Wie lässt sich dieses Zukunfts-Wissen in die Arbeits- und Berufswelt integrieren? Zum einen forderte Professor Weber bei der Diskussion des „Netzwerks Digitalkompetenz“ ein Förderprogramm, das Unternehmen und Mitarbeiter bei der Transformation begleitet. Unterstützt werden sollten nach seinen Worten sowohl Ausstattung als auch Aus- und Weiterbildung des Personals. Gleichzeitig schlägt der Arbeitsmarktexperte eine Art Bafög auch für ältere Arbeitnehmer vor. „Menschen, die sich nach 20 oder 25 Jahren für eine Weiterbildung entscheiden, sollten das finanziell abgesichert tun können“, sagt er. Zudem sollte Kurzarbeit stärker für Qualifizierung genutzt werden, als das bisher der Fall ist. Hier brauche es mehr flexible, modulare und möglichst auch digitale Angebote und eine intensivere Beratung. 
 
Überfachliche Qualifikationen entscheidend 
Wie wichtig diese Weiterbildungen sein werden, machte auch Saskia Grossmann deutlich. Sie ist Akademieleiterin bei der Nürnberger Onestoptransformation AG. Das Unternehmen gehört zu den Mitgliedern des „Netzwerks Digitalkompetenz“. „Alle sprechen über Technologien, Prozesse und Geschäftsmodelle, aber das digitale Mindset ist der Schlüssel für alles“, sagte sie.

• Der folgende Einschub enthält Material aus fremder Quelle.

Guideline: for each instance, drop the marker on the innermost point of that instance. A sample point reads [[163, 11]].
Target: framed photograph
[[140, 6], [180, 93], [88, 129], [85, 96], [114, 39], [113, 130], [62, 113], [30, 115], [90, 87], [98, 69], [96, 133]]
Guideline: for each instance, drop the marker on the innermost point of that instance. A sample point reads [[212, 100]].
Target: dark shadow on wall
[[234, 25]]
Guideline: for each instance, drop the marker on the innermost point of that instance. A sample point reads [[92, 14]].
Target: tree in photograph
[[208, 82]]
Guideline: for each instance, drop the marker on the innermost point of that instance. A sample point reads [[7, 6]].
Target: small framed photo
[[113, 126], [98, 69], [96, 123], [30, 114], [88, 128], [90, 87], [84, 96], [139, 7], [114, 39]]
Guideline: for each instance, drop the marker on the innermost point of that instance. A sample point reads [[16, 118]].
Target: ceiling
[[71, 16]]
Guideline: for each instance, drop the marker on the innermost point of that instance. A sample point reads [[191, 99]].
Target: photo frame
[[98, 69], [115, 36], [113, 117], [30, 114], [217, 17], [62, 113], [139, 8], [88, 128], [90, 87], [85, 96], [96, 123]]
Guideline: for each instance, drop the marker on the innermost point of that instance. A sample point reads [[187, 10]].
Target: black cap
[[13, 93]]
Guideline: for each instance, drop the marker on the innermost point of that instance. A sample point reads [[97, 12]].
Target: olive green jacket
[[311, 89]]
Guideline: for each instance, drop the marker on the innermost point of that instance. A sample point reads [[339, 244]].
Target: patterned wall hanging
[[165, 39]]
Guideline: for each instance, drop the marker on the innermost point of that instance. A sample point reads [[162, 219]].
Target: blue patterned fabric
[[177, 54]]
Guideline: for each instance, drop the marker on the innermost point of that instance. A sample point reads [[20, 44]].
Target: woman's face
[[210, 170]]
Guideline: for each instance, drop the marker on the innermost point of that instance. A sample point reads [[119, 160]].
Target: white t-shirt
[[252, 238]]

Dazu zählten nach ihren Worten das, was auch Professor Weber als wichtige Grundlagen beschreibt: überfachliche Kompetenzen wie Kreativität, Offenheit, Agilität, Kritikfähigkeit und der offene Umgang auch mit Fehlern. Eine „persönliche Standortanalyse“ mit Werkzeugen wie einem Digitalen Kompetenz-Indikator für jeden Mitarbeiter könne sicherstellen, Lernen neu und vor allem individueller zu definieren. Zwei Zahlen ihrer Präsentation ließen aufhorchen: Nach einer Studie des Weltwirtschaftsforums braucht bereits bis 2025 jeder zweite Mitarbeiter eine Neu- oder Weiterqualifizierung. Zudem sehen mehr als zwei Drittel (72 Prozent) der Unternehmen in Deutschland einer Erhebung von Etventure zufolge die Qualifikation ihrer Mitarbeiter im Bereich Digitale Transformation als „nicht ausreichend“. 
 
Wie gelingt es, Deutschlands Fachkräfte für die digitale Transformation zu begeistern? Markus Bruckmeier, der als Digital-Coach und Trainer in der Aus- und Weiterbildung arbeitet, sieht unter anderem die Kollaboration als einen wichtigen Baustein. „Die Zusammenarbeit von Fach- und Führungskräften mit Experten, Bildungsinstituten und Hochschulen ist essenziell“, sagte Bruckmeier. Er nannte auch den Einsatz digitaler Lernmedien mit webbasierten Trainings oder Erklärvideos sowie eine Unternehmenskultur des Lernens als weitere Voraussetzungen.